I've been thinking about my grandpa a lot lately. When I was growing up, my grandparents lived in the same town I did, so they were very much a part of my everyday life. My grandma passed away right before I got married. My parents retired and moved to a sane climate a few years ago, and I live halfway across the country, so I don't have reason to be in my hometown much anymore. The last time I saw Grandpa was almost three years ago.
I will be back home to see friends in a few months, and I obviously should stop to visit Grandpa too. The thing is--and I'm mortified to say this--but I'd really rather not. See, Grandpa has been in the memory unit of a nursing home for the past couple years, and I'm fairly certain he won't know who I am. I know that, and the fact of it doesn't upset me. It's just not the last memory of him I want to have.
When I saw Grandpa three years ago, he was beginning to have memory trouble. The day I saw him was a good day, and we had a fantastic visit. He told me stories, showed me old photos, and seemed thrilled to have someone who was genuinely interested in what he had to say. Afterward, he told my mother what a nice visit we'd had. While a big marshmallow inside, Grandpa was always pretty gruff about things, so I took this as quite a compliment.

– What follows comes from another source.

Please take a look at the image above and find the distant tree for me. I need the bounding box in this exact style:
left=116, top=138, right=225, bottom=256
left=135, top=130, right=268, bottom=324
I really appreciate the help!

This Christmas, my aunt showed him our family Christmas card as a means of identifying me as the sender of a particular Christmas gift. He insisted that the woman she pointed to wasn't me, and instead pointed to my four-year-old daughter and said, "That's Cynthia." I am incredibly grateful that my aunt shared this story with me, because it meant Grandpa at least knew me at some moment in time, even if that time was 35+ years ago. At some point, he will not.
The other reason I've been thinking about this has to do with a book I just finished (more on that later). The book is, among other things, about dementia patients and the effects of the disease on the patients' families. I paraphrase, but the book explains that families of dementia patients have to understand that the person before them is not the same person they have loved, but someone who still benefits from their love and affection. One adult child of a dementia patient said he was able to deal with it so well because he said goodbye to his parent years ago and was getting to know the new person brought on by dementia.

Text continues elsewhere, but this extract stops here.